Beside Eames, Mekhmet shows a hint of fang, her claws flexing against the floor. "Well, Arthur," Eames counters, his voice pleasant, airy even. "Unless you're able to improve upon what you've brought us, here, I simply don't see an alternative. We've already covered that none of the mistresses are going to work, as they haven't got a deep enough connection to the mark to coerce him into spontaneously revealing his secrets. They're expected. And we need to
do something unexpected. So what, exactly, do you suggest?"

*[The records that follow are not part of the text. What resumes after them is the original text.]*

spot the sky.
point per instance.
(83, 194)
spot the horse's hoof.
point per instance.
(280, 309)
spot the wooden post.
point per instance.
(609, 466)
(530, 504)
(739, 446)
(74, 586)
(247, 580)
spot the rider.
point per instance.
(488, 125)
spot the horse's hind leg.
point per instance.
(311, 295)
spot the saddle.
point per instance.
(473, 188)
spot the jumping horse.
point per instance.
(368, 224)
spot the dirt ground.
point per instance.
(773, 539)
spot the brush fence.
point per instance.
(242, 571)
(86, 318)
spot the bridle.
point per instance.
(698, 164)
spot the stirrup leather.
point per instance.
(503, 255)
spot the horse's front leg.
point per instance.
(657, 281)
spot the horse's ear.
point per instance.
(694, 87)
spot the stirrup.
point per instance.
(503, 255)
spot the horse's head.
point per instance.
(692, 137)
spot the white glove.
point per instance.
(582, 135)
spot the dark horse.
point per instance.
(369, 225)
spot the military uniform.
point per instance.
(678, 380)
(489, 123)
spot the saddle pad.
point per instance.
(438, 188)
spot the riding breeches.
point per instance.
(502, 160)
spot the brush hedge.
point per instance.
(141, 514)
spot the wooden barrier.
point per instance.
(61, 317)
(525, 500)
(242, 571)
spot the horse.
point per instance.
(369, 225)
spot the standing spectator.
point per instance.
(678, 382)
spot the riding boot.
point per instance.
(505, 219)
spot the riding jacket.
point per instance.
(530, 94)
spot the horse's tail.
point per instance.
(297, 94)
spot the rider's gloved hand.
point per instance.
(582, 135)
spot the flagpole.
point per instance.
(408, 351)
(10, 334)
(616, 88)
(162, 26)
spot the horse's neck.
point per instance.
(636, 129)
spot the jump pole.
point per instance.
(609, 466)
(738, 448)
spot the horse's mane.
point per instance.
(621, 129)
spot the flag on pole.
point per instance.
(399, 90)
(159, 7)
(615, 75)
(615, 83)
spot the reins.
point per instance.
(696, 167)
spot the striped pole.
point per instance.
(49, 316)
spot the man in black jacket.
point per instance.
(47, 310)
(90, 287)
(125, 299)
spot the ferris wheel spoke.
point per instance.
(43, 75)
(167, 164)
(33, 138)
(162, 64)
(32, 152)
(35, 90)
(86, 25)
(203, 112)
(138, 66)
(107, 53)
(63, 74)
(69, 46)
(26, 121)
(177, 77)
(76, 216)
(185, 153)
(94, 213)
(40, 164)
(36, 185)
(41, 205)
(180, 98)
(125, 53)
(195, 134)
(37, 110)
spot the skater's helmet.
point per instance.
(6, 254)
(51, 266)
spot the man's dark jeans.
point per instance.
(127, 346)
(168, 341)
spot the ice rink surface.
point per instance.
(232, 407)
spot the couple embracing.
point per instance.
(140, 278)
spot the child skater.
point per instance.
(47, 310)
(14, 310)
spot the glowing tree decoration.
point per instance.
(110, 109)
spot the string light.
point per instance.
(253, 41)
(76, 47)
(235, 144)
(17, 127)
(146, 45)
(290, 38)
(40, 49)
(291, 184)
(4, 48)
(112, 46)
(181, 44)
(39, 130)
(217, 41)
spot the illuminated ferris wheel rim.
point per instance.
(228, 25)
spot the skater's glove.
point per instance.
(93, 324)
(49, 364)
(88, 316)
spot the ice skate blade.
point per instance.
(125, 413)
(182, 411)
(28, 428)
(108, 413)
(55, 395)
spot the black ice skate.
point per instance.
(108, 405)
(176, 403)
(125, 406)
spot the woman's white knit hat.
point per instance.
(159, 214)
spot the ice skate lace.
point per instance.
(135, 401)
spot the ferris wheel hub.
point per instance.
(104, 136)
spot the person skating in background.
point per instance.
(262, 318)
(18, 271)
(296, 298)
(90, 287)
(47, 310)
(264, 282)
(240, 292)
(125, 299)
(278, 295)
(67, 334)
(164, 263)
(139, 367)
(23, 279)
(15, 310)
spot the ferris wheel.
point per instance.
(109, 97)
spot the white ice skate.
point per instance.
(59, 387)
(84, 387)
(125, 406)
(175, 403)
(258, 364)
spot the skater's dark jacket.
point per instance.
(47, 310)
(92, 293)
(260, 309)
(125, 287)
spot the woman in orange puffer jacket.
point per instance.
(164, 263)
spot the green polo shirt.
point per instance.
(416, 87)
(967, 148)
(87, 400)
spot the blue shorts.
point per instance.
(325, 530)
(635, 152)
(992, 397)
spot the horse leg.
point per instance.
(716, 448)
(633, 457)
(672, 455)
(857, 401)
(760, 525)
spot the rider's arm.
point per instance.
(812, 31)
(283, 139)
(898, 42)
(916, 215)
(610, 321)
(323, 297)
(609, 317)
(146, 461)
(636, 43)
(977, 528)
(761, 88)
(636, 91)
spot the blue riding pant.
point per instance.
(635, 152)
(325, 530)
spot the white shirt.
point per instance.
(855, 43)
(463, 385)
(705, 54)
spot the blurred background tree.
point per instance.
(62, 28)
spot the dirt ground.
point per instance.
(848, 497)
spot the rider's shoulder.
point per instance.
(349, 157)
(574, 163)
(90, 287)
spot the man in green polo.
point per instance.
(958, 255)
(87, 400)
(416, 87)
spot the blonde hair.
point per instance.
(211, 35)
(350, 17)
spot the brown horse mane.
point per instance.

"I don't know," Arthur says, his eyes dropping down to watch Nimue as she gets to her feet and paces, under the table, caged in by its legs.
"We'll go under tomorrow." Eames shuffles the photos together into a neat pile, hands them to Arthur as if it's all decided. "I'll give it a go, and if you're still not satisfied --"
"We don't have time to scrap the plan again," Tollefsrud says sharply, her daemon stacking papers one by one and slipping them back into their respective folders. "If it doesn't work, you'll just have to go back to the mistress and find a way to make her unexpected."
Arthur has a familiar sense of irritation, embarrassment, pooling in his stomach. It seems to happen with alarming frequency when Eames is around. As she walks past him, Mekhmet glances up at him and says, "Don't want this to be like the Fischer job, do we, darling?" and though Eames is already four feet down the hall and not looking back, Arthur knows the twist of the knife in his gut comes from him. Irrationally, he wants to throw a punch. Nimue's ears are pinned back, her eyes slitted.
He used to wonder if this would all be solved by letting them fight it out. He wondered if he'd get satisfaction from driving his fist into the soft flesh of Eames's mouth, feeling it rip against his sharp teeth. If he'd enjoy watching Nimue tear that glossy black fur out of Mekhmet's hide. He's older, now, though, and he knows, beyond a shadow of a doubt, that it wouldn’t solve anything.